Europe
2025.07.31 20:57 GMT+8

This Oriental Eden – inspired by an original in Cornwall

Updated 2025.07.31 20:57 GMT+8
Jeff Moody in Cornwall, UK

It's 800,000 square meters of glass domes and rare plants. Occupying former wasteland in Shandong Province overlooking Jiaozhou Bay, it's China's newest tourist attraction – and despite being open less than a month, it's proving to be a huge hit. 

Inspired by its location at the confluence of a river and the sea, Oriental Eden tells the story of water in three parts: its scarcity, its abundance and its quality. 

Complete with storm forest and giant tropical biome, Oriental Eden is the culmination of a 10-year collaboration between the people of Qingdao and the people of Cornwall, in the UK's southwest.

The British version of the Eden Project first opened its doors in 2000, transforming a barren clay pit into an attraction with two huge domes, containing the world's largest indoor rainforest. 

A delegation from China first visited the site a decade ago and were impressed by how the project had renovated and renewed a barren stretch of land, providing jobs and a massive boost to the region's economy. 

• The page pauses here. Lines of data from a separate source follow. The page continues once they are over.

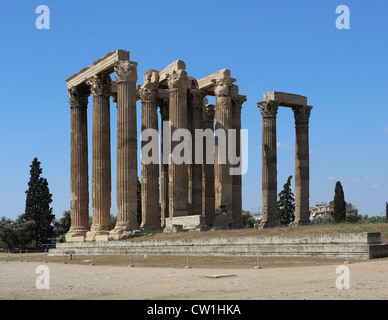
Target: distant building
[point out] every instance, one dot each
(327, 209)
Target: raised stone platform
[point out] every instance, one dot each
(358, 246)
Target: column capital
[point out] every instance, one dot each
(147, 92)
(100, 85)
(77, 99)
(126, 71)
(269, 109)
(222, 86)
(209, 112)
(164, 109)
(302, 114)
(178, 79)
(238, 102)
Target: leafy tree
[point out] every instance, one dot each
(339, 213)
(62, 225)
(286, 204)
(37, 220)
(9, 237)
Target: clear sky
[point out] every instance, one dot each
(277, 45)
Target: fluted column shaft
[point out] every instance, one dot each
(208, 196)
(79, 178)
(126, 171)
(302, 164)
(236, 178)
(195, 170)
(178, 178)
(223, 179)
(150, 172)
(101, 159)
(269, 164)
(164, 211)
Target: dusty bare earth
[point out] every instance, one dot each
(111, 278)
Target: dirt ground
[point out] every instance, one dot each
(209, 278)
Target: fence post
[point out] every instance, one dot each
(91, 260)
(187, 260)
(45, 256)
(258, 261)
(130, 259)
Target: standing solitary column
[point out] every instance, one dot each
(302, 164)
(223, 179)
(79, 165)
(101, 161)
(164, 115)
(178, 184)
(150, 171)
(236, 178)
(126, 172)
(269, 163)
(208, 199)
(195, 103)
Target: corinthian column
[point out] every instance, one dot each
(101, 163)
(269, 163)
(195, 103)
(302, 165)
(164, 114)
(236, 178)
(126, 172)
(223, 179)
(150, 171)
(208, 200)
(178, 184)
(79, 203)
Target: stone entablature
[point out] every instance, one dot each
(186, 189)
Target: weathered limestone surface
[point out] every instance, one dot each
(126, 174)
(269, 107)
(208, 196)
(178, 179)
(104, 65)
(150, 172)
(101, 171)
(269, 163)
(79, 165)
(223, 179)
(302, 164)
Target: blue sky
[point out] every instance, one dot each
(281, 45)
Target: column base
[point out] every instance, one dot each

"Bringing Eden here to Cornwall created this incredible economic and social impact – more than $3 billion has been poured into the economy here," the Eden Project's CEO Andy Jaspar told CGTN. "There's about 500 direct jobs here, and around 3,500 wider jobs that are dependent on Eden in this area. 

"When the Chinese planners came here 10 years ago, they said they wanted this in areas of China that are developing fast, that are perhaps in a post-industrial recovery."

Opened in June, Oriental Eden includes an indoor waterfall the height of Niagara Falls. /Eden Project/Jinmao Holdings/Cover Images via CFP

So began 10 years of collaboration between the teams in Qingdao and Cornwall – a decade of working side by side, to learn from each other. It was, says Jaspar, friendly, inspiring and constructive.

Last April, a team from Cornwall headed out to China, to see how the new attraction was faring.  

"I was blown away," says Jaspar. "I just could not believe how rapidly they had completed everything." 

The success of the collaboration is paying dividends in China, where the attraction has already been visited by tens of thousands, but it's paying off the world over. 

The original Eden Project, nestled in Cornwall's rolling hills, is now working on collaborations with planners right across the world, to create Eden Projects as far afield as Australia.